BMW introduces the R1100RT. Soon every California motorcyclist will flinch at the sight of one.
Motorcyclist magazine’s 85th anniversary.
Suzuki introduces the Bandit 1200. It’s still in Suzuki’s lineup today.
Yamanaka-san’s long-awaited CBR1100XX finally debuts in the U.S. With a top speed of 178.5 mph, it’s the fastest production bike available.
V-Twins rule the sportbike segment: Suzuki’s TL1000S and Honda’s VTR1000F are both named Bike of the Year.
Australian Mick Doohan dominates the 500cc GP season with 12 wins in 15 races.
Mr. Daytona, Scott Russell, wins the 200-miler for an unprecedented fifth time.

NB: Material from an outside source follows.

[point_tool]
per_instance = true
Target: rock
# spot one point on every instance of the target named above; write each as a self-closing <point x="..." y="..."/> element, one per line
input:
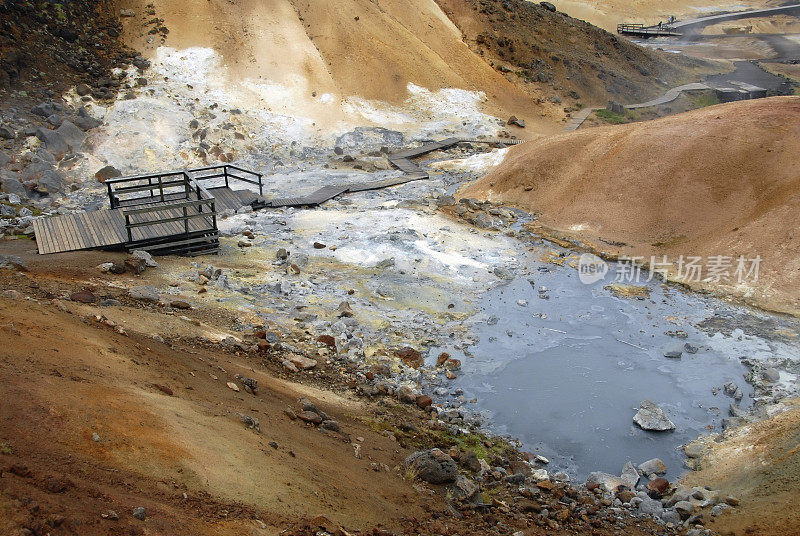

Former 500cc GP World Champ Kevin Schwantz returns to the track – with NASCAR! He’s from Texas, after all.
Google is founded.
Our Suzuki Hayabusa goes 189 mph in front of the radar gun. Honda’s XX suddenly seems inexcusably slow.
Our June cover story was Bang for the Buck (some topics are evergreen), with the SV650 front and center.
Ducati’s 916/996 wins Motorcycle of the Decade.
The panic over the “Y2K” bug begins.